Schoenberg Park's days are numbered - maybe.

The green space sitting along First Avenue East in Columbia Falls, at the top of a favorite sledding area known as Killer Hill leading down into Fenholt Park's ball diamond and playground equipment, is poised to revert to ownership of the family which gave it to the city in 1949.

Arguing that the city has failed to meet its obligation to establish and maintain a park on the flat strip of land and the steep slopes below, Jack Schoenberg said he would like the property back.

In question are nine city lots, half of them on flat land at the top of the hill and formerly flooded for an ice skating rink each winter. The land below that is steep, overgrown with trees and brush, and has been left undeveloped as open space.

The city still owns a tenth lot there, which had been reserved for a maintenance shop but would be useless to the city without the adjoining property. City Manager Bill Shaw wants Schoenberg to buy that lot as a condition for returning the other property.

In a letter to Shaw, former Park Coordinator Kim Cheff indicated that the land never was flooded for an ice skating rink during her term of service in the late 1990s. A nearby building that had been used as a warming hut was demolished and snow plowed off city streets was piled there.

Shaw argued, however, that the grass is mowed and the area remains open for use by the public. In the winter, he said, children have used the piled-up snow for sledding.

A letter from Ed Hula, a longtime resident of the neighborhood and former streets and water worker as well as town marshal, described the land's use as an active park in years past.

Whitefish attorney Gene Hedman spoke at Monday's council meeting for Jack Schoenberg of Green Valley, Ariz., the son of L.A. and Mary Schoenberg who deeded the land to the city 56 years ago.

He is interested in returning to the area, although Hedman said he is unsure whether Schoenberg intends to build on the land. Other reports indicated that Schoenberg is interested in building his retirement home there, and possibly developing or selling the remaining land.

The property there is zoned for single family homes.

As Hedman explained it, the city did not adhere to specific language in the deed calling for the land to be established and maintained as a park.

That failure, Hedman said, kicks in a final provision of the quitclaim deed that the land reverts to the family heirs who then can re-enter the premises.

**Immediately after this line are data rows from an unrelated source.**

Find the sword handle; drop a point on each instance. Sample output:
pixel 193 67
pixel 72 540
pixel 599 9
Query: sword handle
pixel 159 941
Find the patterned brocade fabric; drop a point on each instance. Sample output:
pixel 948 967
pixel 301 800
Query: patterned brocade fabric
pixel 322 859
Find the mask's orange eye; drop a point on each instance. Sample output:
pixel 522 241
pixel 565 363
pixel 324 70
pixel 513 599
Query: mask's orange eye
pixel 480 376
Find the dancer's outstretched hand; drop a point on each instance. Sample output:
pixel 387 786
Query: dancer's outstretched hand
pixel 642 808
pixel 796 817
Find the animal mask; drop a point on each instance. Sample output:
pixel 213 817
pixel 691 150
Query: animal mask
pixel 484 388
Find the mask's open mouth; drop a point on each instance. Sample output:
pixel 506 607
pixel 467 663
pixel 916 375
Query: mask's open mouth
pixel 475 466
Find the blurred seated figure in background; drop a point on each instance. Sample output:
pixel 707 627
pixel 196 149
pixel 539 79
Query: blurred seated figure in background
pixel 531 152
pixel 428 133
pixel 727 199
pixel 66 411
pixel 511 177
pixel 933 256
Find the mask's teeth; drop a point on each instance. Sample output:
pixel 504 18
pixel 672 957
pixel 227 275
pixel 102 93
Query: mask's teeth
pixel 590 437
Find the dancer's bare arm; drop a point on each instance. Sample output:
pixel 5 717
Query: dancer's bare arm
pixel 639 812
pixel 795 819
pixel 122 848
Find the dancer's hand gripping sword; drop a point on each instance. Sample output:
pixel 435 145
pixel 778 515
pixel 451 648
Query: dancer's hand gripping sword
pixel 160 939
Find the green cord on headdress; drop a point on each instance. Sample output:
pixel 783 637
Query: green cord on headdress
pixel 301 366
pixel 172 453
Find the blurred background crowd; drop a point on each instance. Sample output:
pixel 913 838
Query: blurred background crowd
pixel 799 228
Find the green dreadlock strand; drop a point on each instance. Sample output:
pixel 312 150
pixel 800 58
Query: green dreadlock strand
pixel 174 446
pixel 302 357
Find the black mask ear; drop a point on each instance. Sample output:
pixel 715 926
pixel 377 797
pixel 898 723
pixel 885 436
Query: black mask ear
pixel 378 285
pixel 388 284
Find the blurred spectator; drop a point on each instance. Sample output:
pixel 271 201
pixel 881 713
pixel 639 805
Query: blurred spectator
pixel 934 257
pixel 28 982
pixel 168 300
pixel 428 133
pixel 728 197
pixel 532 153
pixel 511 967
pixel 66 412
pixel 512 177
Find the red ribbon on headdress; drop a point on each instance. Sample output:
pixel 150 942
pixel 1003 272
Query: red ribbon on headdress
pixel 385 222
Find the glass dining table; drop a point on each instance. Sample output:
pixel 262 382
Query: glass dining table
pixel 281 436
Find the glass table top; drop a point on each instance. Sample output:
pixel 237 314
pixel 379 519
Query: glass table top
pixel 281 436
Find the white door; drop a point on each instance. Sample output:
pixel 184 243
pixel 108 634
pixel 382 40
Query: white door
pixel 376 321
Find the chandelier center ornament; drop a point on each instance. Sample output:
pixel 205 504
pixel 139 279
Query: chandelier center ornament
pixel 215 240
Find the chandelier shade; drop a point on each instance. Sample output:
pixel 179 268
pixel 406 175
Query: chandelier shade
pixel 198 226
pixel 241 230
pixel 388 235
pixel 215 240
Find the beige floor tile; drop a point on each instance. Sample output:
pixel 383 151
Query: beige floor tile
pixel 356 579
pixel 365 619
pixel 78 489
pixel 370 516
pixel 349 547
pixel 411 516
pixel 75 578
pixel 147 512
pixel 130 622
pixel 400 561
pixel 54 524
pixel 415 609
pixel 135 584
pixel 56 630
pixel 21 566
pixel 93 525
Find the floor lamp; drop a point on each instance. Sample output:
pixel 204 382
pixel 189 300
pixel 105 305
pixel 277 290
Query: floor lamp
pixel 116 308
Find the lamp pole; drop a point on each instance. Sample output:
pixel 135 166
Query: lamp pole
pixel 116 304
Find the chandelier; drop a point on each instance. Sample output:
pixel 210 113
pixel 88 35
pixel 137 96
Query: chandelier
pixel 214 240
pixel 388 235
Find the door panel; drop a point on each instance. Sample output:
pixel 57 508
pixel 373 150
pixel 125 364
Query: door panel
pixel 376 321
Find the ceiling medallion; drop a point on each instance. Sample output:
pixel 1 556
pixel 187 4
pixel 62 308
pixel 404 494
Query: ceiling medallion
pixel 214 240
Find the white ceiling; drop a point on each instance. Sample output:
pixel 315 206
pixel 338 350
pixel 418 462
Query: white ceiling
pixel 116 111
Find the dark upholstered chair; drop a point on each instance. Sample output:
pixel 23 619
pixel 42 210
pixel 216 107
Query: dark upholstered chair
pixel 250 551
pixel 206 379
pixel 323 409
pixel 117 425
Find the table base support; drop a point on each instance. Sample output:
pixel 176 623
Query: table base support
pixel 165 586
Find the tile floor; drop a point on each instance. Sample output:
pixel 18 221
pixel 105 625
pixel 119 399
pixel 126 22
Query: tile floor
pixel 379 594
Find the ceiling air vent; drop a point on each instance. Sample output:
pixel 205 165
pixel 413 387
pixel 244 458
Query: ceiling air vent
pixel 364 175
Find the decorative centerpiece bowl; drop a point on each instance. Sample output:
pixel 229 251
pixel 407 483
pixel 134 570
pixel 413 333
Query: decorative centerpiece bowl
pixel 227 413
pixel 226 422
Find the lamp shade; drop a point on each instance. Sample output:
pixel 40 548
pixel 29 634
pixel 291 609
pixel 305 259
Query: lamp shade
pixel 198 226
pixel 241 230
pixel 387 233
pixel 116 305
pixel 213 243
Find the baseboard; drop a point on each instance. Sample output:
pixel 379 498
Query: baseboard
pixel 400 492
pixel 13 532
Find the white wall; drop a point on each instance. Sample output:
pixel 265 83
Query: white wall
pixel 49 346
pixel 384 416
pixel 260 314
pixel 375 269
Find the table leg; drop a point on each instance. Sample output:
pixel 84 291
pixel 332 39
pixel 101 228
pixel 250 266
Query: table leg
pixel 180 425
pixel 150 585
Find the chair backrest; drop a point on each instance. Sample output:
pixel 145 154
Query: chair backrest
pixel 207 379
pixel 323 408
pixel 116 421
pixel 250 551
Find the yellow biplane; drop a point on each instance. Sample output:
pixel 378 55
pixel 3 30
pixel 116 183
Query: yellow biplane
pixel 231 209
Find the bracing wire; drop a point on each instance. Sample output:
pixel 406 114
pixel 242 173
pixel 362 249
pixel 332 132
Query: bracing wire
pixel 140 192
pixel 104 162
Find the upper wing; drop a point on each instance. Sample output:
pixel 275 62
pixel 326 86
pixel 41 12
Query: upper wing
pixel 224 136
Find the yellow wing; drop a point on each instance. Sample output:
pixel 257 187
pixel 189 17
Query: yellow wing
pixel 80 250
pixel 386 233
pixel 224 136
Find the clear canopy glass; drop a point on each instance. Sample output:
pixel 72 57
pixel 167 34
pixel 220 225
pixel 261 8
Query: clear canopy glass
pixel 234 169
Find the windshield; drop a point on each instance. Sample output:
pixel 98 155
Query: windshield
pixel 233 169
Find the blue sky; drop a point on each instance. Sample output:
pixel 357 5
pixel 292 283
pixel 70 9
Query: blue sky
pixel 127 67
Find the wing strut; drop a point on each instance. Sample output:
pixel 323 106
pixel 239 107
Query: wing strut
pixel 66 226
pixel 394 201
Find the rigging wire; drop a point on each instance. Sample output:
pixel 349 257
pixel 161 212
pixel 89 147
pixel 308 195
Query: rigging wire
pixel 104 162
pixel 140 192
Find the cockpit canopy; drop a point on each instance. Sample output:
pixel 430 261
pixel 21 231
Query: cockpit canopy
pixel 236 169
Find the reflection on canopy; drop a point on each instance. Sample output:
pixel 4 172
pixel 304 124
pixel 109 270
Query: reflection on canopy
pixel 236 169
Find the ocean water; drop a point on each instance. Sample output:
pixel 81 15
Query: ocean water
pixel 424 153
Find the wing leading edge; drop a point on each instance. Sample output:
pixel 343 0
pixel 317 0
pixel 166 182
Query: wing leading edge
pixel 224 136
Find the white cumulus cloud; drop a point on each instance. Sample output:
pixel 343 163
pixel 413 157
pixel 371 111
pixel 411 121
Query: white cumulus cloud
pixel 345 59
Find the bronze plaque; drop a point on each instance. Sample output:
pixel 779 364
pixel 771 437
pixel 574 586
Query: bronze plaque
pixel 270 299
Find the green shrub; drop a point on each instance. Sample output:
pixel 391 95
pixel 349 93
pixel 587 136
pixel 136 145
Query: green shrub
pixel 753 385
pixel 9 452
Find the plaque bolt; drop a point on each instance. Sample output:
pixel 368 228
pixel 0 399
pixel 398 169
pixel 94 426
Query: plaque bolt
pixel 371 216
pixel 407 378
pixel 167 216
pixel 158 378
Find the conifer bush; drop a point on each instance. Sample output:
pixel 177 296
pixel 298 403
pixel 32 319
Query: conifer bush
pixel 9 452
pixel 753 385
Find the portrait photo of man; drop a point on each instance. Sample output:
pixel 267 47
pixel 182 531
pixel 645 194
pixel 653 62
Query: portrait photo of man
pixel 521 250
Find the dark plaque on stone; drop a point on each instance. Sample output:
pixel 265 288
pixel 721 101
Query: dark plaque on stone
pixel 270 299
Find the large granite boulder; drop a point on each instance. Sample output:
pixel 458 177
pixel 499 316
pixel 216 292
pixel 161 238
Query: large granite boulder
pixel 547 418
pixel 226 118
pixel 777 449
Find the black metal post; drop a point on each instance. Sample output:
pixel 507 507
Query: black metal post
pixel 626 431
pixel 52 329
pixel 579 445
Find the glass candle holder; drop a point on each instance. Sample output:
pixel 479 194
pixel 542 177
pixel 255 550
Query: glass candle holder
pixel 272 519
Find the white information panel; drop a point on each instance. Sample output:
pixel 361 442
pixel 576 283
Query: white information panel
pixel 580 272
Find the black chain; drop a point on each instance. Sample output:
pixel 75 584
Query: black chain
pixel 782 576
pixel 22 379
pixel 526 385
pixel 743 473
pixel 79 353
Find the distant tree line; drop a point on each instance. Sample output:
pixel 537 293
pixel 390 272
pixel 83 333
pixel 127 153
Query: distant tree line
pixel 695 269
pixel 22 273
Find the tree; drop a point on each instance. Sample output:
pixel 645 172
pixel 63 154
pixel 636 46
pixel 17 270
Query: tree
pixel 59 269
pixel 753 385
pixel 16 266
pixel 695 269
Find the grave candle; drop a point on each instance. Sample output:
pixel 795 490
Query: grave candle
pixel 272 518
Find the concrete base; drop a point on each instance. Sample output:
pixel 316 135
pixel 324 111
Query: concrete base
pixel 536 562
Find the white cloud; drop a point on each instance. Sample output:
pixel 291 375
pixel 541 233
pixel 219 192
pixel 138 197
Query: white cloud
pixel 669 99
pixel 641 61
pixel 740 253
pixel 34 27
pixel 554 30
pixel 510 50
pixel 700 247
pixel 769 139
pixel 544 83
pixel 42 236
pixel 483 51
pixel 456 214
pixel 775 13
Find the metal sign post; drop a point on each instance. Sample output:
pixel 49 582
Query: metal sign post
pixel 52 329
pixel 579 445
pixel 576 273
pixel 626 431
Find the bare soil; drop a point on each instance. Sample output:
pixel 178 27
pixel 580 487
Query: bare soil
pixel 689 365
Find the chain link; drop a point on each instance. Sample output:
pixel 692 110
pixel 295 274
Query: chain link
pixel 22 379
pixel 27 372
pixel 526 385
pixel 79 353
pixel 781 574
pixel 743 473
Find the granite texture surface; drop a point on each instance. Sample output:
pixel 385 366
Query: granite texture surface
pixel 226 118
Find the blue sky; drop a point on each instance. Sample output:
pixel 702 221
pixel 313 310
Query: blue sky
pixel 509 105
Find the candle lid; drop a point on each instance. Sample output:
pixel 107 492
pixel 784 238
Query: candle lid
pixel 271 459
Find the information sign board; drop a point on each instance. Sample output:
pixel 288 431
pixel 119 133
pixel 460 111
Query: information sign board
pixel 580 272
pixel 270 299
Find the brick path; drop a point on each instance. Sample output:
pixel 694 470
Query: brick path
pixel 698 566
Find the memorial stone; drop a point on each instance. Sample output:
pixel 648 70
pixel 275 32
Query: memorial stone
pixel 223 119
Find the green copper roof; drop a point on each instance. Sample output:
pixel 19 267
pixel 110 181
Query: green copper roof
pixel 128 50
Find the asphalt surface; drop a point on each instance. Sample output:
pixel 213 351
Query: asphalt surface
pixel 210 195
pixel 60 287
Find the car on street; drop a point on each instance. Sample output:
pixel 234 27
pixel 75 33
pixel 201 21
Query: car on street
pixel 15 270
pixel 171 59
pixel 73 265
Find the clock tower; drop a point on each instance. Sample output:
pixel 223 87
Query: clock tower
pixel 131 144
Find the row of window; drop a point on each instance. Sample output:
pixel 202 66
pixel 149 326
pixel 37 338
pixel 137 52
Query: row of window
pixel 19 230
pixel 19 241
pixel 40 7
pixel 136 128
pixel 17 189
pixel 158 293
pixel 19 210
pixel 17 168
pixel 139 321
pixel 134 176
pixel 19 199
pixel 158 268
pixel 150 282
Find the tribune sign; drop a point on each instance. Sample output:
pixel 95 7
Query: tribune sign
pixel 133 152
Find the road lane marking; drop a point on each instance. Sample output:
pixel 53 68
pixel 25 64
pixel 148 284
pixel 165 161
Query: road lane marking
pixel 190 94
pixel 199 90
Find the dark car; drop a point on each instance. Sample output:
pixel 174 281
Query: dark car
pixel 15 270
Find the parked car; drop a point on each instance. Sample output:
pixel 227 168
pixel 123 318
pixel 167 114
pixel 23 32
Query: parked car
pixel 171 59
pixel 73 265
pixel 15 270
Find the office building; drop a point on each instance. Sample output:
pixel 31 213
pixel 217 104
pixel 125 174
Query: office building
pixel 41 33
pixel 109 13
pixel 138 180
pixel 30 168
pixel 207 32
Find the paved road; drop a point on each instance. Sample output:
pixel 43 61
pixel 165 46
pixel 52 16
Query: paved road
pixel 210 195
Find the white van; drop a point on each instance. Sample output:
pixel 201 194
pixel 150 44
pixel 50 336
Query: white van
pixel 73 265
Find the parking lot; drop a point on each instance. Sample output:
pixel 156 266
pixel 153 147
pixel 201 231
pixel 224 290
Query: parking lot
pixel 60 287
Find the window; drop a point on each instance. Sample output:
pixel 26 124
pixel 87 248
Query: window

Consensus on the council was to let Schoenberg have the land, with a couple conditions. He must pay the street assessment for the current year, and must pay fair market value for the remaining lot.

Council members landed on the means of measurement after hearing suggestions for a land auction, declaring the parcel surplus property, or realigning the parcels to sellable lots and using the prices received for those as a fair market value for the stranded lot.

Hedman said Schoenberg likely would be amenable to buying the lot for fair market value, and offered to work through a real estate agent to get an appraisal.

The council voted 5-1, with one abstention, to return the nine lots on the condition that Schoenberg pay taxes on the land, and fair market value for the 10th lot when the land is sold or developed.